Il n'a connu aucun pépin, a été guidé par un routage excellent et a bénéficié de très bons enchaînements météo, pour ce qui n'a été que son 2e tour du monde, et le premier en multicoques.

«François surfe sur la vague d'avoir été le premier Ultim nouveau et d'avoir été dans le bon timing. C'est un stratège incroyable. Il avait déjà fait ça sur le Vendée Globe», souligne à l'AFP Coville, qui avait battu le record à sa 5e tentative et après l'avoir chassé pendant 10 ans et avec un bateau beaucoup plus ancien.

Gabart avait en effet enlevé en 2013 la course mythique autour du monde en monocoque, le Vendée Globe, à sa première participation.

À peine avait-il gagné le Vendée Globe que cet ingénieur de formation, qui rêvait de devenir météorologue, s'était déjà projeté sur son nouveau bateau, conçu pour la navigation en solitaire et avec lequel il entendait aller le plus vite possible.

En 2015, il a remporté la Transat Jacques-Vabre en double, en 2016 la Transat anglaise et en juillet dernier The Bridge.

«Passeur»

«Ça ne fait que confirmer qu'il est talentueux, il travaille, il mène bien les projets. Ça fait une jolie prestation pour un premier tour du monde», se réjouit auprès de l'AFP l'un des ingénieurs du bureau d'études de Gabart, Guillaume Combescure.

«Il a montré que c'est possible d'aller encore plus loin, de repousser la machine et l'humain. Il a montré que rêver c'est un bon moteur. Tout est possible», ajoute-t-il.

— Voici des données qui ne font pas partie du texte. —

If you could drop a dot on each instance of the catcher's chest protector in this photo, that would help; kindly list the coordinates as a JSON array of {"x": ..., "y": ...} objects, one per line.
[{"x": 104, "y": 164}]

Pour Christian Le Pape, directeur du pôle course au large à Port-la-Forêt (Finistère) où vit Gabart, le skipper a relié 2 mondes séparés de la course au large: la compétition et les records.

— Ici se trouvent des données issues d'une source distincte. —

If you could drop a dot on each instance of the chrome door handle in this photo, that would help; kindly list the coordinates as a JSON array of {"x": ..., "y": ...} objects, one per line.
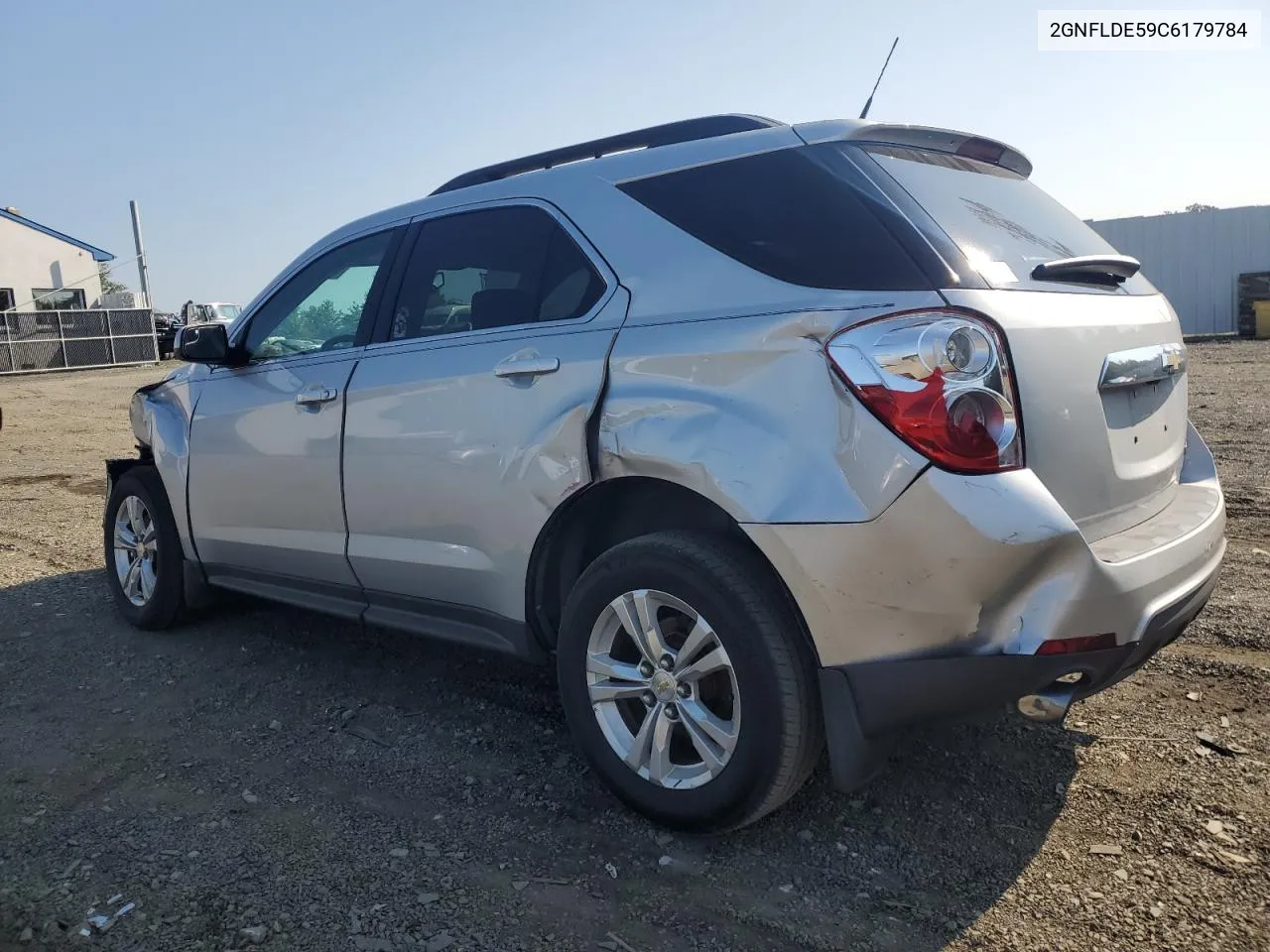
[
  {"x": 318, "y": 395},
  {"x": 527, "y": 366}
]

Avant Gabart, aucun des 3 marins ayant réalisé un record du tour du monde en solitaire sans escale - Francis Joyon en 2004 et 2008, la Britannique Ellen MacArthur en 2005 et Coville en 2016 - n'avait remporté de course autour du monde.

«Ce que j'aime dans l'exploit de François c'est que plus que d'autres, il renforce la passerelle entre l'aventure et la compétition de haut niveau. C'est un passeur. Il est le meilleur et quelques années après il devient le plus rapide dans une logique d'aventure», relève Le Pape.

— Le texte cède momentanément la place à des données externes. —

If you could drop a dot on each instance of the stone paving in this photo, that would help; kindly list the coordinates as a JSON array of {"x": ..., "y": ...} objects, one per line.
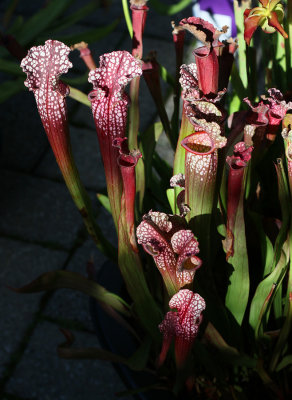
[{"x": 40, "y": 230}]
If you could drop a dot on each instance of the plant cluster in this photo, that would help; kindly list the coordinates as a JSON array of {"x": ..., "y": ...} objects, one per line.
[{"x": 204, "y": 246}]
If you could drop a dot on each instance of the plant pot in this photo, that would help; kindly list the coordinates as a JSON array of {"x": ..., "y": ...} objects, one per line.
[{"x": 116, "y": 339}]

Les records, qui ne sont pas sa tasse de thé, c'est a priori fini pour Gabart.

Ce père de 2 garçons va mettre son bateau en chantier pendant quelques mois afin de le faire évoluer pour le rendre encore plus performant, avec en ligne de mire la première course autour du monde des Ultim. Départ le 29 décembre 2019 à Brest.